American Express (NYSE:AXP) exceeded Wall Street expectations for the second quarter, buoyed by record-breaking card member spending and steady credit performance. The company’s stock gained 2% in premarket trading following the earnings release.
Adjusted earnings per share came in at $4.08, beating analyst forecasts of $3.87. Revenue climbed 9% year-over-year to $17.86 billion, slightly ahead of the $17.7 billion consensus estimate. Total card member spending surged to an all-time quarterly high of $416.3 billion, reflecting a 7% annual increase.
“Our second-quarter results continued the strong momentum we have seen in our business over the last several quarters, with revenues growing 9% year-over-year to reach a record $17.9 billion, and adjusted EPS rising 17%,” said Stephen J. Squeri, Chairman and Chief Executive Officer.

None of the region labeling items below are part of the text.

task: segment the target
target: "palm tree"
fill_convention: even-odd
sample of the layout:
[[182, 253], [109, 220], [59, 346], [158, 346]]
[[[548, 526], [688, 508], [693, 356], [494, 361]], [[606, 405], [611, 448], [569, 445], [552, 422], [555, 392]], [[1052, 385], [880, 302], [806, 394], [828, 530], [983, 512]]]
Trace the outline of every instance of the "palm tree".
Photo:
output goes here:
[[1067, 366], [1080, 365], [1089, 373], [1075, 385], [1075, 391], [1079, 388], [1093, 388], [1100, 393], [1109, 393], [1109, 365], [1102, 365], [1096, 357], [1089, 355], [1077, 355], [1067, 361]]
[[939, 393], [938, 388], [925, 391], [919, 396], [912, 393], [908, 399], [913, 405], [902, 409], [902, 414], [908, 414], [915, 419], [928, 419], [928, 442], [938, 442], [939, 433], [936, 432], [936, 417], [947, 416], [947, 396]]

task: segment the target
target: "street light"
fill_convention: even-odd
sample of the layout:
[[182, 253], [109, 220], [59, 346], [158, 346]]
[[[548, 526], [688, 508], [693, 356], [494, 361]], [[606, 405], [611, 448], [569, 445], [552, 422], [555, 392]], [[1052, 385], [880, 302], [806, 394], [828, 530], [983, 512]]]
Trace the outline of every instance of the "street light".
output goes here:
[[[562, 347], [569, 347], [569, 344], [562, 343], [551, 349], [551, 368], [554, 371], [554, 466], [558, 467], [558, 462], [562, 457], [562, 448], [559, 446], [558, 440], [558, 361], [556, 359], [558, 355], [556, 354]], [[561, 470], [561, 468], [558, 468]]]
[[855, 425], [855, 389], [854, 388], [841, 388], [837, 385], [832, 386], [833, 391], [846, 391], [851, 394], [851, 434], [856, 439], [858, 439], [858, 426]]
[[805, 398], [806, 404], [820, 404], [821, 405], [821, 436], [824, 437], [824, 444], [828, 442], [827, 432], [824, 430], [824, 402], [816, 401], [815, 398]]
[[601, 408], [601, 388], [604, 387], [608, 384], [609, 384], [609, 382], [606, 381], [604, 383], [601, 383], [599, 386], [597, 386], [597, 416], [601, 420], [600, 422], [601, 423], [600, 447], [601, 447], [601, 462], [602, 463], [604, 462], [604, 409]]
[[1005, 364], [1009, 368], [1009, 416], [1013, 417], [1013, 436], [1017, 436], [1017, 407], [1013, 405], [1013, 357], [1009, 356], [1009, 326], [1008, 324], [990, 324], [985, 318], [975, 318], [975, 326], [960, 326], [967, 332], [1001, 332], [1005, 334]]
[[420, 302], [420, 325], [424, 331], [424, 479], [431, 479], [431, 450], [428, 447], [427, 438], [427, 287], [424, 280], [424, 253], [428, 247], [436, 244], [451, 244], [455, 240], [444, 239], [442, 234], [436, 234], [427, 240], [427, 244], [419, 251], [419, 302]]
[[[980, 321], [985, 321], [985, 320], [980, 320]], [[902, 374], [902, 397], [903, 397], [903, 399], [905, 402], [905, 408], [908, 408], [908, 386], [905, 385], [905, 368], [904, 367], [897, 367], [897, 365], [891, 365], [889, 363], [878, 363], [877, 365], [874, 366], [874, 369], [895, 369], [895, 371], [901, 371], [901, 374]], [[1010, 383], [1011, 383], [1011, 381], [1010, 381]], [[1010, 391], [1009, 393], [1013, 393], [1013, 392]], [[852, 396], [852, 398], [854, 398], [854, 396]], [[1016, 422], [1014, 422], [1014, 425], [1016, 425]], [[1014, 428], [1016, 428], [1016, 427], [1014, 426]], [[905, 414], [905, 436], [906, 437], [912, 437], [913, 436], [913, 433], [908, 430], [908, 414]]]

The credit card issuer reaffirmed its full-year 2025 outlook, guiding earnings per share between $15.00 and $15.50, which brackets the analyst consensus of $15.22. Revenue growth is expected to remain in the 8% to 10% range.
Despite an increase in provisions for credit losses to $1.4 billion—up from $1.3 billion a year earlier—credit quality remained healthy. The net write-off rate improved slightly to 2.0% from 2.1% in the same quarter of 2024.
American Express also spotlighted continued strong interest in its premium card offerings and previewed new enhancements to its U.S. Consumer and Business Platinum Cards, set to launch this fall as part of its strategy to reinforce leadership in the premium segment.